When I was about 5, my mom got really, really sick. She almost died and they couldn’t figure out what it was. She went to every doctor in the country; nobody could help her. Then she finally found this dietician and herbalist who was completely not a regular kind of doctor, and he healed her. So my whole childhood she was very healthy; we had a diet that wasn’t macrobiotic but it was close to that, we were doing brown rice and no sugar and not a lot of meat. She was very clean in terms of her eating way back before people were really doing it. People are more conscious about eating nowadays. So even though I eat everything, if you go to my house, look in my fridge, I think a staple of my diet is to be very clean. You’re going to look like what you put in your body, so I generally try to keep it as fresh, raw, and colorful as possible. Sticking to lots of juices, fruits, and vegetables, and I swear if I go through a period where I’m eating bad and I’m eating out a lot, you can literally — forget about the waistline — you can see it in my face. I think people always want to put all of these things on their skin, creams and serums and all these expensive things, but it’s really about what you’re putting in your body.

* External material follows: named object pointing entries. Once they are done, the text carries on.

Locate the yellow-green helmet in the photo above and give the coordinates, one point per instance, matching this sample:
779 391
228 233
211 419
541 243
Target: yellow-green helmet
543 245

On the theme of lastingness, how have you been able to maintain friendships with people such as Gabrielle Union and Regina Hall in Hollywood for so many years?

I think a lot of these friendships are not necessarily everyday friendships, if there’s an understanding that maybe I won’t talk to you for a couple months but then we can completely pick up where we left off. And then I do have the everyday friends. With the everyday friends, it’s important like any relationship to have good communication. I think when people really allow others to grow and change and don’t judge that I think that you can have enduring relationships. So I think that the ones that I’m close to are the ones that do that. We disagree and talk about it, but there’s never grudges. We bicker and argue and then get over it. Like you watch children fight; they don’t hold grudges. They fight, they cry, and they get over it.